These guys, composed of Jacob Bannon on vocals, Kurt Ballou on guitars, Nate Newton on bass and Ben Koller on drums, have upped the ante with Jane Doe, a 12-track masterwork of artful aggression. However, the band continues to define music beyond recognition. Simply put, their sonic collage of post-punk, post-hardcore, post-metal and post-schizophrenia splattered-on sound is in a league of its own.
The most glaring thing about Jane Doe is the violence contained in each of the songs. It is what people would normally refer to as “energy,” a word that has been the cliche for bands when asked what makes their music different from any other. With Converge, however, the abrasive sound and unparalleled live show translates into this pressed recording like energy stripped of its gloss, revealing an intense fascination to destroy everything in its path and leave a bloody mess on the scene.
Better yet, imagine a 600-grit sanding block vigorously scraping the skin and flesh of your face, blood lubricating the block until it shreds all of your features away, rendering you a bloody, faceless mess. Yes, it's that visceral.
Of course, much of this violence is credited to the compelling montage of indecipherable screams, grinding rhythm section, odd time signatures and hostile production value. Openers “Concubine” and “Fault And Fracture,” for all of their beauty distorted by their bent song structures, lay the foundation for “Distance And Meaning,” an antagonistic and anarchistic number that lays atonal riffs and explosive dynamics that sublimates a tamed, mild-manned pet into a primal, uncompromising beast.
Bannon, despite his persistent use of harsh screams, becomes a distinct part of the band’s sound. Only few understand the power that such a vocal style offers to a band playing extreme music, but none are able to deliver their vocals with so much passion and intensity like Bannon. Listening to his tormented delivery in the album’s crowning punk gem “Homewrecker” would finally shed light to those who don't understand. Still, it may be baffling how such beautiful yet harrowing lovelorn lyrics (“I have bled and I have given / the longest of rivers and the longest of ropes / And you're not grasping and my light is sinking on the horizon”) are not sung in a more comprehensible manner. This only proves that Converge is the most disturbing band to ever sing about relationships.
This is not to say that Bannon should hog the limelight of the album’s success. What the band was also able to do in this release is to write progressive numbers necessary to develop and upgrade their attack, as the sprawling title track would suggest.
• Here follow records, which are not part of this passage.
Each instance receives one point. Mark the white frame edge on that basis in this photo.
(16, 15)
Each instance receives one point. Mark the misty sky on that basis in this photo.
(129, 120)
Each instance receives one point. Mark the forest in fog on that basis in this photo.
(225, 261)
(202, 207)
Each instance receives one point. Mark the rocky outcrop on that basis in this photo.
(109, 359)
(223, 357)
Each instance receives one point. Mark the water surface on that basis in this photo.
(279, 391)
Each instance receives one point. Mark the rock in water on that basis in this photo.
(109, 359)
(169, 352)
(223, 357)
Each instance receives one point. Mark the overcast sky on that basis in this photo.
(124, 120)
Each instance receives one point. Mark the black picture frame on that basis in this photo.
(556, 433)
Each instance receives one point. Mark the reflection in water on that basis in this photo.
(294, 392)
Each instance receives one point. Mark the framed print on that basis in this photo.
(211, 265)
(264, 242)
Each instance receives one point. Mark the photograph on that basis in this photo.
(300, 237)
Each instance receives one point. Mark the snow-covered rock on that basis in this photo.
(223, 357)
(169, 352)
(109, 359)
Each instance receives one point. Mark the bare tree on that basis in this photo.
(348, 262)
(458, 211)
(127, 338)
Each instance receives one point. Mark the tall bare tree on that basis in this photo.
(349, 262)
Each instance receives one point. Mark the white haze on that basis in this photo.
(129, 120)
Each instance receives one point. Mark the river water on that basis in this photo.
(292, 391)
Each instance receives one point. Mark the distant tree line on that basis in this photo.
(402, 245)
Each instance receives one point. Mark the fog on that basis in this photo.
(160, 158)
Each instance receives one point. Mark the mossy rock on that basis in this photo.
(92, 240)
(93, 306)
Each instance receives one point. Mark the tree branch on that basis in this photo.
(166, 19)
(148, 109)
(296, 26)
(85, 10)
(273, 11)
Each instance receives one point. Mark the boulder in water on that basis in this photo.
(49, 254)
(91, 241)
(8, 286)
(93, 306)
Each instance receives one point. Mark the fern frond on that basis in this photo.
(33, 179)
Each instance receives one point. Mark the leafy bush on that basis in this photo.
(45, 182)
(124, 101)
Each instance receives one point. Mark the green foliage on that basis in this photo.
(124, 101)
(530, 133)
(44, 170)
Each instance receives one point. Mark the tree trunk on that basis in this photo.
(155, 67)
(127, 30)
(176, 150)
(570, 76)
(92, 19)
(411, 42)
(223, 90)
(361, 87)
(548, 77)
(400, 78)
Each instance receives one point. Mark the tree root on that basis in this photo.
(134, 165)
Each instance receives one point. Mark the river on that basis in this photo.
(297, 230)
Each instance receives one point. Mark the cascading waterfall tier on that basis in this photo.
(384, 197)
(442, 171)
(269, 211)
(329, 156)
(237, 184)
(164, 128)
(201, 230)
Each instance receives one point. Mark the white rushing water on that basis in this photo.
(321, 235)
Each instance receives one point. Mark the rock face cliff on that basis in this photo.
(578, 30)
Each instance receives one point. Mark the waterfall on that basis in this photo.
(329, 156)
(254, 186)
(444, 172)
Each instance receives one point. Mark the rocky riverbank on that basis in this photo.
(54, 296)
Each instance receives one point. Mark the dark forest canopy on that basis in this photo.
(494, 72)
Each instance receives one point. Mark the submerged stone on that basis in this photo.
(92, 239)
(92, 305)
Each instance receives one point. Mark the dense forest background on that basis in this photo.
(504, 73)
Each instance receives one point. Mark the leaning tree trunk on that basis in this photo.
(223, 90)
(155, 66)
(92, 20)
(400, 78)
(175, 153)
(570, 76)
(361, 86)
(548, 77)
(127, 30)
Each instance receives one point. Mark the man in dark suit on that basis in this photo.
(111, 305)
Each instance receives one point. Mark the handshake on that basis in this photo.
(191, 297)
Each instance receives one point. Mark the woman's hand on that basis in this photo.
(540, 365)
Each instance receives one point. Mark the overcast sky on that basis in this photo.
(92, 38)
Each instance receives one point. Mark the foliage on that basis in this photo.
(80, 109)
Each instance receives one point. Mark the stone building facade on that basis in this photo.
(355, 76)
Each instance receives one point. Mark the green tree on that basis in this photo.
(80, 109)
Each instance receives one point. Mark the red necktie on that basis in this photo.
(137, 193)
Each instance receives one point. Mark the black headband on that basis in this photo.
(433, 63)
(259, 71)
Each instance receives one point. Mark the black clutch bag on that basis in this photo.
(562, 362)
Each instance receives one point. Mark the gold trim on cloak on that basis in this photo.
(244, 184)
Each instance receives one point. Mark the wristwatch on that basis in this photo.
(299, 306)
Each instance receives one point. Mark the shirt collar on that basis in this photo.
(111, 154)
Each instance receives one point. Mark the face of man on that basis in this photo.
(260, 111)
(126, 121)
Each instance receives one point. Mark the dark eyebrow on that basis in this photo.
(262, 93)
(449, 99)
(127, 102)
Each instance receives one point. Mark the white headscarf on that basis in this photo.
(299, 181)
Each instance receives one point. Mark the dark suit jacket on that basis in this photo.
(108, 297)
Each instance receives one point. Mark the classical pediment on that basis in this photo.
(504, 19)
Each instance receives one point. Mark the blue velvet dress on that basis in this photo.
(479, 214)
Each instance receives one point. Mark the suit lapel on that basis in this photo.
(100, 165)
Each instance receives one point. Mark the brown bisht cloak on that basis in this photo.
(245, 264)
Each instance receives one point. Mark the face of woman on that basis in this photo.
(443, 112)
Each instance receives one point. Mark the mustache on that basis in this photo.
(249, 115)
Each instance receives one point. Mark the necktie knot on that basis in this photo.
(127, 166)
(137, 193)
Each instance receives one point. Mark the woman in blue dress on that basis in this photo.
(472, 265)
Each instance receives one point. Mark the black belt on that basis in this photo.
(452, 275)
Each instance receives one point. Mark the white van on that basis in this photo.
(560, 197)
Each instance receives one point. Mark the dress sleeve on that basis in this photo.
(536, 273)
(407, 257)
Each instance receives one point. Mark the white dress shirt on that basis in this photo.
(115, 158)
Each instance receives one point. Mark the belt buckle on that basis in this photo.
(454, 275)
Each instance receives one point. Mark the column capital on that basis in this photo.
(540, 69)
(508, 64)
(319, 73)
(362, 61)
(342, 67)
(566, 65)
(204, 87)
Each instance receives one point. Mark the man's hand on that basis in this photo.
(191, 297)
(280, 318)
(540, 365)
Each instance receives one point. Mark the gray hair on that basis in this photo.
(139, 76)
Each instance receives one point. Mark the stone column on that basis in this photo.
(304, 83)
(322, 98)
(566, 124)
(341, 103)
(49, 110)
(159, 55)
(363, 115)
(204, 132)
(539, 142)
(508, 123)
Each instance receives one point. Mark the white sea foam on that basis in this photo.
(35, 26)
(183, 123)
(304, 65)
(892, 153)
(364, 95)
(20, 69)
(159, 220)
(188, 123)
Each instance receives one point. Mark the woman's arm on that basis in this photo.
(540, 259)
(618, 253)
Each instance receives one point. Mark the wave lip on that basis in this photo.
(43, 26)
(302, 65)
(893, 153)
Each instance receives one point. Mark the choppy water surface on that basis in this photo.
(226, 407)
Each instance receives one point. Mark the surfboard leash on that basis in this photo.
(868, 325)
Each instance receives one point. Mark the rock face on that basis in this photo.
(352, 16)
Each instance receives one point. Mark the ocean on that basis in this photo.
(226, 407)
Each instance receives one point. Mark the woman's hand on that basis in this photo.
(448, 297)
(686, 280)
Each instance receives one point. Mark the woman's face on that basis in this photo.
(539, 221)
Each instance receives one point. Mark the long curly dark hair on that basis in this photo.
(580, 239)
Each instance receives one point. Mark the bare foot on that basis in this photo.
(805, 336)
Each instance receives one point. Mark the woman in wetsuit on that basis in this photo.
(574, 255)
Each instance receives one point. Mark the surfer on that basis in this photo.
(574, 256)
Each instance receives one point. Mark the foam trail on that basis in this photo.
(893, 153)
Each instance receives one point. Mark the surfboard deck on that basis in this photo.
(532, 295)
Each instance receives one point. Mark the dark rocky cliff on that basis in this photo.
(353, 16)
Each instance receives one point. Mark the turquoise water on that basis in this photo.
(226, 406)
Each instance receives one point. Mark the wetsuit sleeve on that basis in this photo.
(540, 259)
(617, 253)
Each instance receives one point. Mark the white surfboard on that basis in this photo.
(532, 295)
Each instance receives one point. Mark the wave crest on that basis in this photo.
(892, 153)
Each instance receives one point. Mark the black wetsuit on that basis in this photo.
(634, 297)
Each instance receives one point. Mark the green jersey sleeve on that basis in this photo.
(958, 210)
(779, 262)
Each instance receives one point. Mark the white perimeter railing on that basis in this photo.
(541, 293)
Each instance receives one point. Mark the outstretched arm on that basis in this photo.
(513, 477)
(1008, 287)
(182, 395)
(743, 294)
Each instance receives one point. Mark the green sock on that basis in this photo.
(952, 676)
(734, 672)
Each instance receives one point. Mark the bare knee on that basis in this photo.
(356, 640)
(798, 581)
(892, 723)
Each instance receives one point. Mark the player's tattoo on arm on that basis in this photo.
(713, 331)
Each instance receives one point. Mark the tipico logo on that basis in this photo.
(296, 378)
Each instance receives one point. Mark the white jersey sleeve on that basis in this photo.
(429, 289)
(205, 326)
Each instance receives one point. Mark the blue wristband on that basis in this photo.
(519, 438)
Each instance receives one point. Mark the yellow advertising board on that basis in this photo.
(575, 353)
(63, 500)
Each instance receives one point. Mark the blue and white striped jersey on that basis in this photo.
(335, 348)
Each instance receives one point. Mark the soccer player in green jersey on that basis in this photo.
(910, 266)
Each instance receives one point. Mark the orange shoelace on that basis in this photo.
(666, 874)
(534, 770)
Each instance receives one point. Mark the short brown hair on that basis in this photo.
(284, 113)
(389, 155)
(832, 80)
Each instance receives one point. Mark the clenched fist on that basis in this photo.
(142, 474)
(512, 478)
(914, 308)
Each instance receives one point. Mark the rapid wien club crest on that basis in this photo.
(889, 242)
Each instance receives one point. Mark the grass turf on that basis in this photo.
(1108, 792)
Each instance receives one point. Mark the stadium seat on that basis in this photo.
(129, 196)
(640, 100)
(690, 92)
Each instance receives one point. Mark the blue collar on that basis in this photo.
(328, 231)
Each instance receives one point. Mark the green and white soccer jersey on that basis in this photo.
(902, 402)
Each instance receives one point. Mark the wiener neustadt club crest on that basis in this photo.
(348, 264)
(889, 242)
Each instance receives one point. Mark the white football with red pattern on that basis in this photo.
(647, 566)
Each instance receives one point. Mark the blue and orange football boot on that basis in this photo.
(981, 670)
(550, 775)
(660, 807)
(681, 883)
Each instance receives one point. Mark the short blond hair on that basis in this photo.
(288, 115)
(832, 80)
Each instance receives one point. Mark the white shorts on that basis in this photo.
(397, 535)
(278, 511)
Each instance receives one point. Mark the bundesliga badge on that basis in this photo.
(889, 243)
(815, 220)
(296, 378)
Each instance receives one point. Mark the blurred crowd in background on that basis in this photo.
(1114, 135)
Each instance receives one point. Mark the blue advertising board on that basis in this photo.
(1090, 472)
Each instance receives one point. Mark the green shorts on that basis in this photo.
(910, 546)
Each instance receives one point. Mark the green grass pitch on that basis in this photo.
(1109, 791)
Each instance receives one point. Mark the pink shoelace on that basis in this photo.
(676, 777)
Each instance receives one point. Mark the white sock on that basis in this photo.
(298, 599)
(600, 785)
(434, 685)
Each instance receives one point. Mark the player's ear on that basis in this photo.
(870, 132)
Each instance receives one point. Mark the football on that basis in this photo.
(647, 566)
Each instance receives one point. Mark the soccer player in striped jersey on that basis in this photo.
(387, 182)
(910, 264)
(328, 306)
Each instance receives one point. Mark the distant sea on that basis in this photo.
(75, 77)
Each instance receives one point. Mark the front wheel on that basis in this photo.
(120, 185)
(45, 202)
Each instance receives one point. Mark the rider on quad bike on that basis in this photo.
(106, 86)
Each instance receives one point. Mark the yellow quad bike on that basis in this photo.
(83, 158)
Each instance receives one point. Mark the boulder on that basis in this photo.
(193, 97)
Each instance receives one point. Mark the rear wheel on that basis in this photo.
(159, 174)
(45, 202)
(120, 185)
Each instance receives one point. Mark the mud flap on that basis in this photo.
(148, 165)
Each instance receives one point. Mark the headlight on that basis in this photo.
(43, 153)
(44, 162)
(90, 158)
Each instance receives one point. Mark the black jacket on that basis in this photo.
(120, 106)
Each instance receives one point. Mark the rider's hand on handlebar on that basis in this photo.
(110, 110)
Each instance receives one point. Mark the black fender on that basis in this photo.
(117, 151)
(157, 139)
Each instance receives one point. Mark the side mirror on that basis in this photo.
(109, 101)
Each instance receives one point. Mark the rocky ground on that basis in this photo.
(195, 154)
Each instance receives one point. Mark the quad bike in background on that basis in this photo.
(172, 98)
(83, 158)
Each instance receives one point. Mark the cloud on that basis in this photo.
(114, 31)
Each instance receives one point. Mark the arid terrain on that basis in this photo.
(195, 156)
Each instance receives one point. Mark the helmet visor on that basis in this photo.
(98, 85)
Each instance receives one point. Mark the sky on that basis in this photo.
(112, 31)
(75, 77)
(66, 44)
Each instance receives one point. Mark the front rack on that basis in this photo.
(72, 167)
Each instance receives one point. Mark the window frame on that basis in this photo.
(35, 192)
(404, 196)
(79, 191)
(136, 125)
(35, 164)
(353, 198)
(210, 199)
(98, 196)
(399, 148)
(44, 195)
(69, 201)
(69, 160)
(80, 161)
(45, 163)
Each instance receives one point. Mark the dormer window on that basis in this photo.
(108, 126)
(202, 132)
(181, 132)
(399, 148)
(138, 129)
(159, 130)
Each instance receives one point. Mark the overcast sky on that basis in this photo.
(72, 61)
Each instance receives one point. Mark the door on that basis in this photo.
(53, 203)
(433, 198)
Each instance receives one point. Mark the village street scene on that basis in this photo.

Also, “Heaven In Her Arms” boasts their heaviest outro riff, or any riff for that matter, since “The Saddest Day” off Petitioning The Empty Sky. Aside from these subtler nuances, the band's high-octane performances are able to maintain a standard of blistering, mind-numbing wall of noise.
This is the perfect soundtrack for those Japanese rooms in which you enter and get to break stuff. You know the drill -- smash that antique vase on the wall, jump naked into a panel of glass windows and slit your gut to feel something else aside from this unspoken frustration since your girlfriend left you for another man.
I am telling you, Jane Doe is a bitch of a listen.